Pewną niespodzianką 29. kolejki była przegrana Interu z Lazio na San Siro. "Nerazzurri" są wciąż bez Mauro Icardiego. Argentyńczyk niby wrócił do zespołu, ale nie został powołany na mecz, bo zamiast przeprosić kolegów i trenera – przysłał adwokata, który miał wynegocjować, by napastnik zagrał od razu w pierwszym składzie (po dąsach z drużyną, które trwały 1,5 miesiąca), na co kategorycznie nie przystał Luciano Spalletti.

Tylko kataklizm mógłby odebrać Juve ósmy tytuł z rzędu i drugi dla Wojciecha Szczęsnego, Napoli powinno dowieźć drugie miejsce do końca, ale Milan będzie musiał mocno powalczyć (chyba z Lazio) o miejsce w czwórce, gwarantujące LM i lepszą przyszłość. AS Roma w tej dyspozycji musi planować posezonową wyprzedaż i odbudowę po rządach Monchiego i Di Francesco. Na LE po cichu liczy jeszcze Sampdoria, a SPAL i Bologna powinny pozostać w lidze, ale Empoli, Frosinone i Chievo są na najlepszej drodze do Serie B. 

Na razie zawodnicy Serie A rozegrają dwie kolejki ligowe w nadchodzącym tygodniu. Mecze 30. kolejki Serie A drużyn Polaków odbędą się we wtorek i środę: najpierw Milan – Udinese (Piątek) i Cagliari – Juventus (Szczęsny), a następnego dnia: Empoli – Napoli (Drągowski, Milik, Zieliński), Frosinone – Parma (Salamon), SPAL – Lazio (Cionek) i Torino – Sampdoria (Linetty i Bereszyński), Chievo – Sassuolo (Stępiński, Jaroszyński) oraz Atalanta – Bologna (Reca, Skorupski).

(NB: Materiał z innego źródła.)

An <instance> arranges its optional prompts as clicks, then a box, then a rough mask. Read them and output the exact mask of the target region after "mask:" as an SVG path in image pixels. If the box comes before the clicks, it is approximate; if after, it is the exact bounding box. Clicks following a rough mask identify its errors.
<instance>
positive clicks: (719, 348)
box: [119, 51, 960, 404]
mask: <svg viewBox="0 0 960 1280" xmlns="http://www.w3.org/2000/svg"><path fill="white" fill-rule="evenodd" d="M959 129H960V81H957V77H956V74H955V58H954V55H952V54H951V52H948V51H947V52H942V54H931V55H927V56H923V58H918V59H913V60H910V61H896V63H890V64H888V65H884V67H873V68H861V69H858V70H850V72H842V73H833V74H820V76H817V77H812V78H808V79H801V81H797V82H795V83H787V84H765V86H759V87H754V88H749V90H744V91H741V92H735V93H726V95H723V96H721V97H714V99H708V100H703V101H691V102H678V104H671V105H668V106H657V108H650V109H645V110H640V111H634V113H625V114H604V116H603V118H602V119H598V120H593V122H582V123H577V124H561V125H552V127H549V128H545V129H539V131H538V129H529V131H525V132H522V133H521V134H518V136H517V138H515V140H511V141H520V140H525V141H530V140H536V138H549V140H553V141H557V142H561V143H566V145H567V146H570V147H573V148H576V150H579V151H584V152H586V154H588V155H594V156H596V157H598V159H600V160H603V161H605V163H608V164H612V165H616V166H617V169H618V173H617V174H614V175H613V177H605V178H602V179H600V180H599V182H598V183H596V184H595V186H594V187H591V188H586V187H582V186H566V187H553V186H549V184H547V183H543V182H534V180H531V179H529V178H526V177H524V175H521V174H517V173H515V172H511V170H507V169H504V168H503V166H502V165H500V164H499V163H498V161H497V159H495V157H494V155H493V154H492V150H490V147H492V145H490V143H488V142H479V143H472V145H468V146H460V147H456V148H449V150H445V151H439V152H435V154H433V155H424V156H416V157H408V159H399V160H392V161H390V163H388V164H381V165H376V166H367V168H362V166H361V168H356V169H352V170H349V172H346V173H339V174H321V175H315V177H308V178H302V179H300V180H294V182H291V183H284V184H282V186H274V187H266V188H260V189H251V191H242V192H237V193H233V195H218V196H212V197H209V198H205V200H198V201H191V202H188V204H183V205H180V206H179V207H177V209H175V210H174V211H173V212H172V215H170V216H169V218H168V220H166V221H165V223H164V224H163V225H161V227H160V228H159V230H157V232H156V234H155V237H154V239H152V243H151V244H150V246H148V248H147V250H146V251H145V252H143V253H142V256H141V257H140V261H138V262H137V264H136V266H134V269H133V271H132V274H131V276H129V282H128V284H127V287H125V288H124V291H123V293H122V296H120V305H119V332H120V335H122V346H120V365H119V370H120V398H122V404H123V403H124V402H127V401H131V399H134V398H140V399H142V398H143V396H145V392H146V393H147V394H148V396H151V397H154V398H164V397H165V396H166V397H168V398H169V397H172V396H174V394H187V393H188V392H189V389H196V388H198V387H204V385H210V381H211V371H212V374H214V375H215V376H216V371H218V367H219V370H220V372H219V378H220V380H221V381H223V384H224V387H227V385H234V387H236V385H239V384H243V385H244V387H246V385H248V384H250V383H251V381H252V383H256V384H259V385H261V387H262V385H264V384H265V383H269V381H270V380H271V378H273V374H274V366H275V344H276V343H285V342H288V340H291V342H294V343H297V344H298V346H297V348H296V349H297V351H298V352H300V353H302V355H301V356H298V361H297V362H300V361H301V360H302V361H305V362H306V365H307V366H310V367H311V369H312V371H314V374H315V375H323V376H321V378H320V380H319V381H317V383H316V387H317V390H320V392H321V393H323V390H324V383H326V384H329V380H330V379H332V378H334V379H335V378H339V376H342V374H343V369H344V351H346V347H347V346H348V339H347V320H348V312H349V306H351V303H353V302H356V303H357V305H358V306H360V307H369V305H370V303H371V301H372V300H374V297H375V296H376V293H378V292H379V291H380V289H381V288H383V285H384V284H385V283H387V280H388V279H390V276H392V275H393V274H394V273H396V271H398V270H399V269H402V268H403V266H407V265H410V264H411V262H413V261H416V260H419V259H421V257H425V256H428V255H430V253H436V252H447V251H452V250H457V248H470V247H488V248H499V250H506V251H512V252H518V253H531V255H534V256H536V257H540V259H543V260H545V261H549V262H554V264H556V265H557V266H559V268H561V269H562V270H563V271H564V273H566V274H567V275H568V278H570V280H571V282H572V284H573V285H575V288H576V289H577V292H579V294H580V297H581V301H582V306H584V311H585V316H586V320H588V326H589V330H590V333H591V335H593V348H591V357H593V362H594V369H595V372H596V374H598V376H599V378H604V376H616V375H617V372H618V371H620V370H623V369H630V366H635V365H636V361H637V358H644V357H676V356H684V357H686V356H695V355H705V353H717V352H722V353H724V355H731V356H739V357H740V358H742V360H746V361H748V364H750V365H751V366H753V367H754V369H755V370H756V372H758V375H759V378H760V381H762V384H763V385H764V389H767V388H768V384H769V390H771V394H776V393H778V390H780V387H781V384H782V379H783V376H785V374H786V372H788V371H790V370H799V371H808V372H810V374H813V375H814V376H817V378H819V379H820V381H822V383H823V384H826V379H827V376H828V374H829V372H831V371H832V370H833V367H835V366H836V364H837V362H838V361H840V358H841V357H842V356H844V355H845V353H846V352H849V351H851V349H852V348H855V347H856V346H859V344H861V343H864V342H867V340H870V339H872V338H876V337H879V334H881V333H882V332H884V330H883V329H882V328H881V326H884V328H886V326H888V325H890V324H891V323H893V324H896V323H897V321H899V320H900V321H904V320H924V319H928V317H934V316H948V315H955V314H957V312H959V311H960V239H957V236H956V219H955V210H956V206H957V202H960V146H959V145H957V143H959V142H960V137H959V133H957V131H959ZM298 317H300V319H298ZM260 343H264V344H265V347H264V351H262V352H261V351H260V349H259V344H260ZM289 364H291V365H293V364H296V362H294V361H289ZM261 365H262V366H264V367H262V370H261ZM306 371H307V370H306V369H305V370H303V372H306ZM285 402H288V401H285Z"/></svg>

Pozostałe spotkania tej kolejki to Genoa – Inter oraz Roma – Fiorentina, tylko dwa bez Polaków w składach drużyn.

Hitem kolejnej, 31. kolejki Serie A będzie mecz Juventus – Milan, który rozegrany zostanie 6 kwietnia, ale temu wydarzeniu poświęcimy odrębną zapowiedź.